L’approccio biomedico alla malattia e la pressione esercitata dai carichi di lavoro fece sì, però, che chi curava avesse assai poco tempo per “conoscere” i propri pazienti, e potesse solo diagnosticare “dove avevano male”. Inoltre, molti medici sembravano davvero convinti della bontà dei loro metodi biomedici. Dal momento che erano ormai americani di prima o seconda generazione, gli operatori sanitari di origine asiatica (soprattutto di origine cinese) erano fra i più ardenti sostenitori della razionalità, e tendevano ad accantonare le pratiche e le “superstizioni” premoderne. Forse per il fatto di essere stati figli di immigrati asiatici che avevano subito forti discriminazioni, alcuni di questi operatori sanitari ritenevano che estirpare le credenze culturali non occidentali fosse una strategia necessaria al fine di essere accettati e raggiungere l’assimilazione.

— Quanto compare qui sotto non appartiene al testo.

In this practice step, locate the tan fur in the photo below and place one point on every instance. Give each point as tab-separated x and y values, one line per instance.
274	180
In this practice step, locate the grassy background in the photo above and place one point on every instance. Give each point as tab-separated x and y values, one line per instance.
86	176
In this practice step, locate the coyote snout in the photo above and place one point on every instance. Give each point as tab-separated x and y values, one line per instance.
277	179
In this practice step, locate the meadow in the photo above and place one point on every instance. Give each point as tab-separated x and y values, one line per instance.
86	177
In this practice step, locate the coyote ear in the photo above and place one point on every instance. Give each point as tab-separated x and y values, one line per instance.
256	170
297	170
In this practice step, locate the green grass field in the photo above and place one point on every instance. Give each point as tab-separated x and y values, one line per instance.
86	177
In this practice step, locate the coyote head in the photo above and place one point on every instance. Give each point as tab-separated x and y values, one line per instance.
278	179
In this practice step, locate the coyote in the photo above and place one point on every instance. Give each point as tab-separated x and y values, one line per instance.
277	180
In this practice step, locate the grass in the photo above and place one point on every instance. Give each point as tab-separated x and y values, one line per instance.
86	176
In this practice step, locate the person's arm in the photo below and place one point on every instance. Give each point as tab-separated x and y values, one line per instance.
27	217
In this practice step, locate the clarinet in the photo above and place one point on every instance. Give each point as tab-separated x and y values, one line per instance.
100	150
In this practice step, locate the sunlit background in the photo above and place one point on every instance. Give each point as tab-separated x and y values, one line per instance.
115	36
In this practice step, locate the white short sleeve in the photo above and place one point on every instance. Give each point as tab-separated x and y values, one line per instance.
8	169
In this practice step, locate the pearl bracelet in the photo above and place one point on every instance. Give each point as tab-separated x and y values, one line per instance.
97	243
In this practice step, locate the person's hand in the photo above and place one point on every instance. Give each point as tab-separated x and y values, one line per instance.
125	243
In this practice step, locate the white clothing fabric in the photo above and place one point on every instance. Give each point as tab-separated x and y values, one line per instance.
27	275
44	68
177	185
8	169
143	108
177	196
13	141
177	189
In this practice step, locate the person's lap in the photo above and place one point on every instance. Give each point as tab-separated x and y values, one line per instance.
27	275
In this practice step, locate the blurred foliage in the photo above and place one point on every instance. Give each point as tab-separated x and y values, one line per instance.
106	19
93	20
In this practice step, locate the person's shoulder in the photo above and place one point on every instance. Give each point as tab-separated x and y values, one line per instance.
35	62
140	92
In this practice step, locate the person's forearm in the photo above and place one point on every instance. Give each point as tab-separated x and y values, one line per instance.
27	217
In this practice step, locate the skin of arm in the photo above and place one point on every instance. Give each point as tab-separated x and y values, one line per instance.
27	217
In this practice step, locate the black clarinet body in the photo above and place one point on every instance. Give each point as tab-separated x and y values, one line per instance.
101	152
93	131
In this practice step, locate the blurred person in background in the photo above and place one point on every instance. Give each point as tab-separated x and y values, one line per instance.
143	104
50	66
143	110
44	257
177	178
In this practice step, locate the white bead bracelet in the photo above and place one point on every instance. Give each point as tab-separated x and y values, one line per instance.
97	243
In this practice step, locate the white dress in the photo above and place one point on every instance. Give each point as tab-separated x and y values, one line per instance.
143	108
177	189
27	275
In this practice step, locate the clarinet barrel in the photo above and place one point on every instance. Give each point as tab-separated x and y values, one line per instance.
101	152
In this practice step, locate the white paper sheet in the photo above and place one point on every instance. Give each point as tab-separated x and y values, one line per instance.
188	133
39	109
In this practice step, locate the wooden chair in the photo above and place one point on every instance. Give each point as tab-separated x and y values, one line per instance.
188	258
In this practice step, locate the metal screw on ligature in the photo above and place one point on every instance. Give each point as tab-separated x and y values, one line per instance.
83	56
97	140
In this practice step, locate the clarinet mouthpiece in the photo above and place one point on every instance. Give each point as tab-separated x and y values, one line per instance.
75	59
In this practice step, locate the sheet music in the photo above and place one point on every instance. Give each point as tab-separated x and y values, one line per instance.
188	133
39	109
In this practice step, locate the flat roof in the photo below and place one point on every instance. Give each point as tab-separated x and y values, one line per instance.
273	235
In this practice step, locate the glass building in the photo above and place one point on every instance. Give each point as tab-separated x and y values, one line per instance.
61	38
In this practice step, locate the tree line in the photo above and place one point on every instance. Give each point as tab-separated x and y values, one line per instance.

Vi era insomma l’idea che ripulirsi dalla propria cultura — o semplicemente perderla — fosse una parte necessaria e inevitabile del diventare americani.
La loro presunta sensibilità culturale forniva loro alcune abilità sociali nell’approccio a un altro altrimenti impenetrabile, ma non portava certo a un sostanziale cambiamento nella loro fiducia di fondo nella medicina e nella razionalità occidentali.
Così, per quanto gli operatori Fossero ben intenzionati e realmente vicini ai rifugiati, la spinta a “fare qualcosa” per i pazienti fece sì che in Pratica questa “sensibilità culturale” venisse spesso usata solo in modo limitato e strategico allo scopo di ottenere la collaborazione dei pazienti, di facilitare la diagnosi e di rafforzare l’autorità dei medici.